7. Impact and Benchmark Evolution

SWE-bench-Verified has become the standard for public evaluation in APR and LLM-based agent research, with over 99 leaderboard submissions spanning both open-source and proprietary systems (Martinez et al., 20 Jun 2025). Industry submissions dominate the leaderboard, achieving median resolve rates around 50% and maximums exceeding 75%. Agent-based and emergent workflow designs consistently outperform workflow-only or fixed approaches.

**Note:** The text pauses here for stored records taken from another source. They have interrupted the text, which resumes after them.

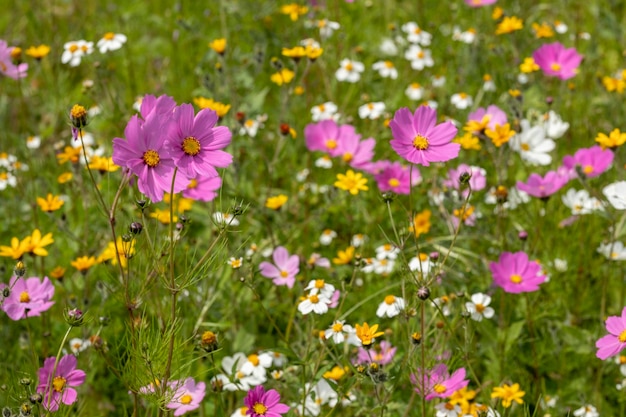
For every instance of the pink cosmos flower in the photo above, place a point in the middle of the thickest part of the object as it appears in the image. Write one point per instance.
(514, 273)
(557, 61)
(544, 187)
(613, 343)
(28, 298)
(144, 154)
(284, 269)
(264, 404)
(58, 387)
(327, 135)
(420, 140)
(592, 161)
(396, 178)
(437, 382)
(195, 144)
(7, 67)
(494, 114)
(187, 397)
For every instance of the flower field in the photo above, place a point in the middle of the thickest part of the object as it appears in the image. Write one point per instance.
(324, 208)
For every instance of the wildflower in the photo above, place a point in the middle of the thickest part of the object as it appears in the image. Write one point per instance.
(367, 334)
(418, 138)
(349, 71)
(111, 42)
(57, 382)
(351, 182)
(38, 52)
(28, 297)
(508, 394)
(284, 269)
(50, 203)
(509, 24)
(187, 397)
(514, 273)
(218, 45)
(557, 61)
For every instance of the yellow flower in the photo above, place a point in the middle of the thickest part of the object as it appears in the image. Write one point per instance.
(50, 203)
(509, 24)
(284, 76)
(208, 103)
(421, 223)
(36, 242)
(615, 139)
(508, 394)
(218, 45)
(351, 182)
(367, 334)
(344, 257)
(500, 135)
(294, 10)
(38, 52)
(83, 263)
(276, 202)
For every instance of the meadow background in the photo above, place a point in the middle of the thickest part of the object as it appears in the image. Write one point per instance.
(147, 320)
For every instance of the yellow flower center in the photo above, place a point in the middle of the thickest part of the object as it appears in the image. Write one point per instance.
(420, 142)
(58, 383)
(191, 146)
(151, 158)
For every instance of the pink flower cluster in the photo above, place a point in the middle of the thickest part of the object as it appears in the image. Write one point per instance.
(169, 149)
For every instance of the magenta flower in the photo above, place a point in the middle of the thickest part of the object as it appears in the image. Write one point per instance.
(28, 297)
(514, 273)
(557, 61)
(264, 404)
(543, 187)
(7, 67)
(284, 269)
(327, 136)
(187, 397)
(591, 161)
(396, 178)
(195, 144)
(420, 140)
(437, 382)
(613, 343)
(144, 154)
(57, 385)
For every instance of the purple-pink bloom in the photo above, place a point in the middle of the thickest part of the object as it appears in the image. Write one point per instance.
(7, 67)
(437, 382)
(543, 187)
(196, 144)
(557, 61)
(420, 140)
(264, 404)
(284, 269)
(28, 297)
(514, 273)
(187, 396)
(613, 343)
(592, 161)
(57, 385)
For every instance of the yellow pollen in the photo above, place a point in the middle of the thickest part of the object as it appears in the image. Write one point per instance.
(191, 146)
(58, 383)
(420, 142)
(24, 297)
(151, 158)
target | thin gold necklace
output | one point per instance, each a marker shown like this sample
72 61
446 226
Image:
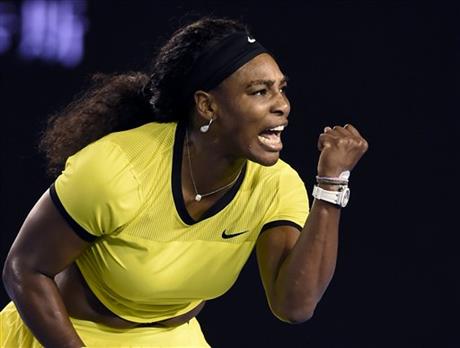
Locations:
199 196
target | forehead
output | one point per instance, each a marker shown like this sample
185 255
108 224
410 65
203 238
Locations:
261 67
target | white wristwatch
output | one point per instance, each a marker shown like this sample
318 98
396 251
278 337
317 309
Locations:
339 198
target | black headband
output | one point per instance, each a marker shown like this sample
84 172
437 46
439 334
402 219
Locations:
220 61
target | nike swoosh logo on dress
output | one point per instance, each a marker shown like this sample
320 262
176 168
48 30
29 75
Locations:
225 235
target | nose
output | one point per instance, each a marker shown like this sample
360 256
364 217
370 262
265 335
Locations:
281 105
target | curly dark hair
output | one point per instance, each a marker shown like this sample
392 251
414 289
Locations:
123 101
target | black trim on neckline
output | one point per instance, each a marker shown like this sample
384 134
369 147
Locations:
79 231
280 223
176 182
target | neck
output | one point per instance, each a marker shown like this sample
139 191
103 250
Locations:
212 167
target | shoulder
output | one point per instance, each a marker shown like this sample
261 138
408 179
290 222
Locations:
274 175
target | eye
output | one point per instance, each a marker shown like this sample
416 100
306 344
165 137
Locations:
260 92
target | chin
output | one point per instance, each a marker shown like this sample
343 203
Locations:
266 160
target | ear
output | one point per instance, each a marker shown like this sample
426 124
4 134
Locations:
205 105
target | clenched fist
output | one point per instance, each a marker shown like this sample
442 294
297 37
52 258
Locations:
341 148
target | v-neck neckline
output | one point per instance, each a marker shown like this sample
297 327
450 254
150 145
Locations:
176 182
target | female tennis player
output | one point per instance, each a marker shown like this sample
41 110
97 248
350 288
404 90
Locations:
165 184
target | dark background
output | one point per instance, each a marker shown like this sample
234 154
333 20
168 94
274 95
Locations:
389 68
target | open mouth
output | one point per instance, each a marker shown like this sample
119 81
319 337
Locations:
271 138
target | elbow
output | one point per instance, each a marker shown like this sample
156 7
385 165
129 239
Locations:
7 276
295 314
12 276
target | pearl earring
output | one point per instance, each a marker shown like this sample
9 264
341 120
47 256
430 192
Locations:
205 128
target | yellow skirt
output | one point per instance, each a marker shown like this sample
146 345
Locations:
15 334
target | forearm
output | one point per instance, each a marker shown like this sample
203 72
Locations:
307 270
40 305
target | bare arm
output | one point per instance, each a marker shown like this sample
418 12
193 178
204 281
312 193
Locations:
45 246
296 269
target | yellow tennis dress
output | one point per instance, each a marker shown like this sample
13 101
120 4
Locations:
149 260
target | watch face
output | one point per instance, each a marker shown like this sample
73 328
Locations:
345 197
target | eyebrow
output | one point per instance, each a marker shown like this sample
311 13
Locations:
268 83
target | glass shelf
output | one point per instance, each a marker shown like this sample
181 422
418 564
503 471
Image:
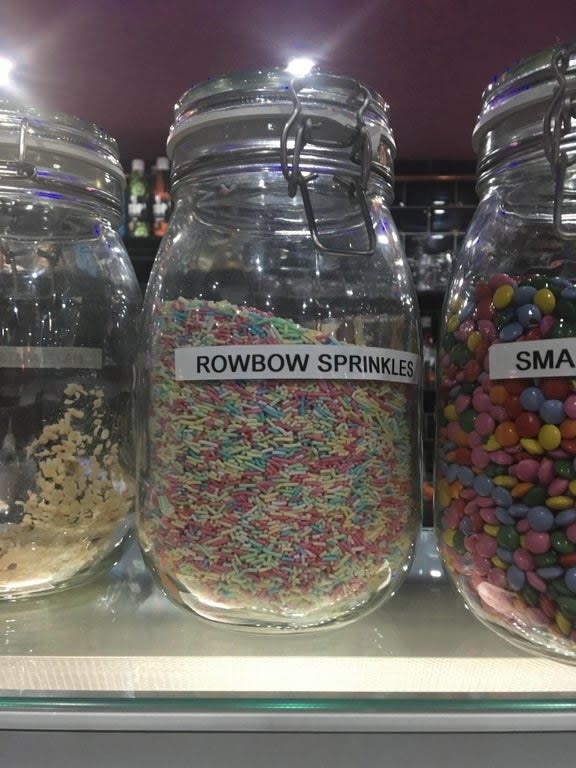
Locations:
122 645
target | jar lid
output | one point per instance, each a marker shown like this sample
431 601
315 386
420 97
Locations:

The benchmark has spurred advances in agent architecture (multi-agent MCTS, memory-augmented repair, dynamic tool synthesis) and evaluation methodology (Pass@k metrics, mutation frameworks, differential patch testing)(Wang et al., 19 Mar 2025, Yang et al., 27 Sep 2025, Xia et al., 17 Nov 2025). Nevertheless, as models approach or exceed 75% Pass@1, the research community is re-examining SWE-bench-Verified’s role, seeking enhanced contamination controls, broader language coverage, and more adaptive evaluation standards.

SWE-bench-Verified exemplifies rigorous, reproducible empirical evaluation for automated software repair, but its ongoing adaptation is required to ensure continued relevance and validity for state-of-the-art LLM agents and future research on scalable, generalizable program repair.